Christian singer-songwriter Jordan Bennett is attempting, through his music, to bring together his love for music and his love for God. The acoustic-driven debut album Outcasts and Untouchables of the Lafayette, Indiana-based Bennett reflects the transformation he went through in creating coherence between his two big loves.
There seems to be three styles of songs on Outcasts and Untouchables. The first category would be the gentler yet energetic tracks. The mid-tempo “Stars at Night” for example, is driven by an acoustic guitar and a clapping noise, which gives it a certain energy that is mellowed out but the delicate vocals. It has the overall effect of being somewhat restrained in a pensive way, therefore giving the impression of reflecting deep joy rather than the more superficial happiness. Similarly, “Nothing With You” has a certain depth to it, built through the contrast of the snapping noise and the delicate vocals and gentle percussion, that gives it a restrained yet overall more mature and well-established happy sound.

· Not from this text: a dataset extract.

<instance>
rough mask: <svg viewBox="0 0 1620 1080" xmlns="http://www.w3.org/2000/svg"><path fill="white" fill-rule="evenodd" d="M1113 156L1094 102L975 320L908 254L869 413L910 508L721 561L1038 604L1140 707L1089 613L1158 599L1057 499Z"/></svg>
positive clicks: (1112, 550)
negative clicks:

There are also gentle and emotionally less energetic tracks. The ballad “A Letter To A Friend” for example, driven as so many other tracks on this album are by an acoustic guitar, is quite melancholic, what with the vocals that seem to come from far away, the slower and heavier melody, and the way the electronic elements have been added.
And finally, there are the more radio-friendly songs, the ones that will appeal most to a mass audience. The ballad “You” features percussive elements that add to its overall poignancy, itself delivered mostly through the vocals which start as gentle but become increasingly powerful, with Bennett belting out a larger range than he has in the numbers that precede this one. “You” swells gently throughout its run to a satisfying ending, making it the most radio-friendly song on the album—suited for an adult contemporary station. Similarly, the title track has the same kind of progression throughout as well as vocals that touch a larger range than in other numbers. Driven by two acoustic guitars, “Outcasts and Untouchables” is one of the most up-tempo tracks in the album. But while this pop-flavoured song is energetic, it is not as joyful as the other energetic songs are.
Jordan Bennett’s Outcasts and Untouchables is worth giving a chance for those who love music in the style Ed Sheeran is most known for. Tracks are available for streaming on ReverbNation.